The F7U Cutlass is a blend of Cabernet Franc and Syrah.
George’s story: Landing on an aircraft carrier’s deck is no mean feat. In the mid-1950s, I flew the F7U-3 Cutlass to determine the minimum acceptable approach speed for such landings. The Navy had asked Ames to undertake this research program, and the Cutlass was one of 10 planes that we used in simulated carrier approaches. We established each pilot’s preferred minimum approach speed, then documented the stability, control, and thrust response characteristics of the aircraft. The result contributed to safer carrier landings for the Navy’s early Top Guns.
The F6F Hellcat is a Right Bank Bordeaux-style blend of Cabernet Franc and Merlot.

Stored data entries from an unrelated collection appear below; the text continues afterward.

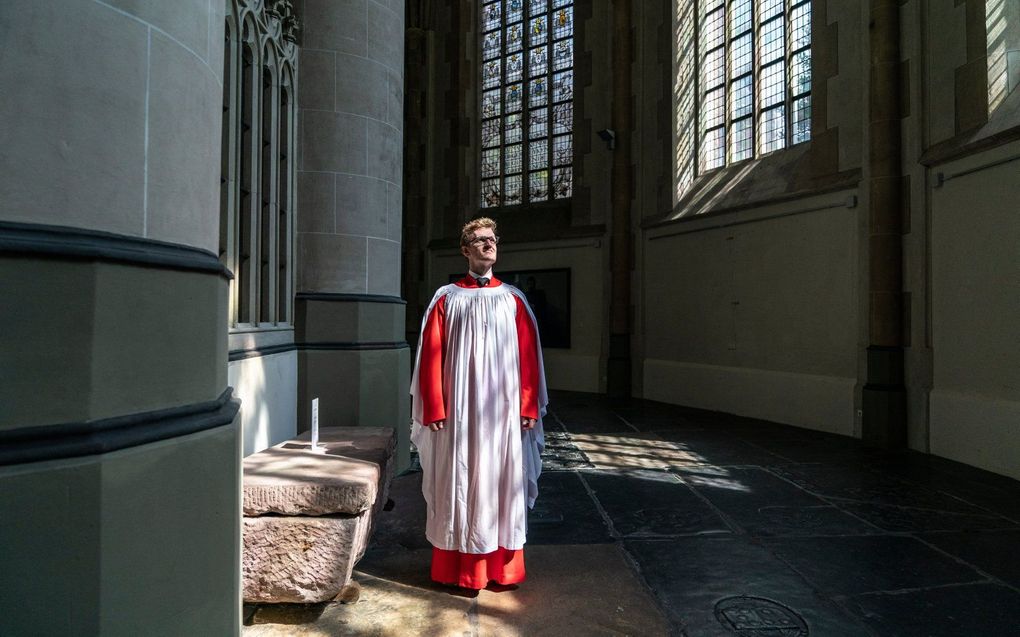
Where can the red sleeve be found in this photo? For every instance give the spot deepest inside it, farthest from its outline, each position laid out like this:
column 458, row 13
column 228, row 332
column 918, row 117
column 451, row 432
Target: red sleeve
column 430, row 365
column 527, row 347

George’s story: Dihedral, the angle between an upwardly inclined aircraft wing and a horizontal line, affects how an airplane flies. In 1948, to learn how much dihedral a pilot would desire, accept, or tolerate, Ames designed variable stability controls: ailerons that respond to the sideslip caused by the rudder, in addition to the pilot’s normal aileron control. This F6F Hellcat was modified to become the first in-flight simulator, enabling us as test pilots to establish desirable handling qualities for future aircraft, including the B-57, B-58, and XF-104.
The F-104 Starfighter is a Côte-Rôtie-style co-fermentation (not a blend) of predominantly Syrah with a small percentage of Viognier.
George’s story: The F-104 is the first Mach 2 fighter, and the Air Force asked Ames to evaluate its handling qualities, especially the high approach speeds required for its low-aspect ratio wings. I picked up a new aircraft in Los Angeles to fly back to Ames. No check flights, just a supersonic climb to 30,000 feet cruise altitude – only to find it was time to descend. Quickest LA-SF flight I ever made!
F-86 Sabre Jet
The F-86 Sabre Jet is a Left Bank Bordeaux-style blend of Cabernet Sauvignon, Cabernet Franc, and Merlot.
George’s story: In 1949, Rudy Van Dyke and I began dives from 46,000 feet to test prolonged supersonic flight. Soon local newspapers reported mysterious explosions. One day Ames’ Director, Smitty DeFrance heard one and called Flight Operations. Yes, he learned, the F-86 was making a supersonic dive when the explosion occurred. Thus, Ames was the first to recognize the sonic boom, and when supersonic flight was measured in 30-second flights, Rudy and I had more than anyone.
The P-47 Thunderbolt is a blend of Cabernet Sauvignon and Syrah.
George’s story: I flew 81 missions in the P-47D Thunderbolt in WWII. At Ames, we flight-tested a P-47 with an experimental reversible-pitch propeller as a dive brake. At the end of one dive, the prop didn’t return to normal, and I prepared for an emergency landing in a hayfield with an over-revved engine, no throttle control, and no forward thrust. As I flared to land, the propeller snapped to normal, and I was able to climb out and return to Ames.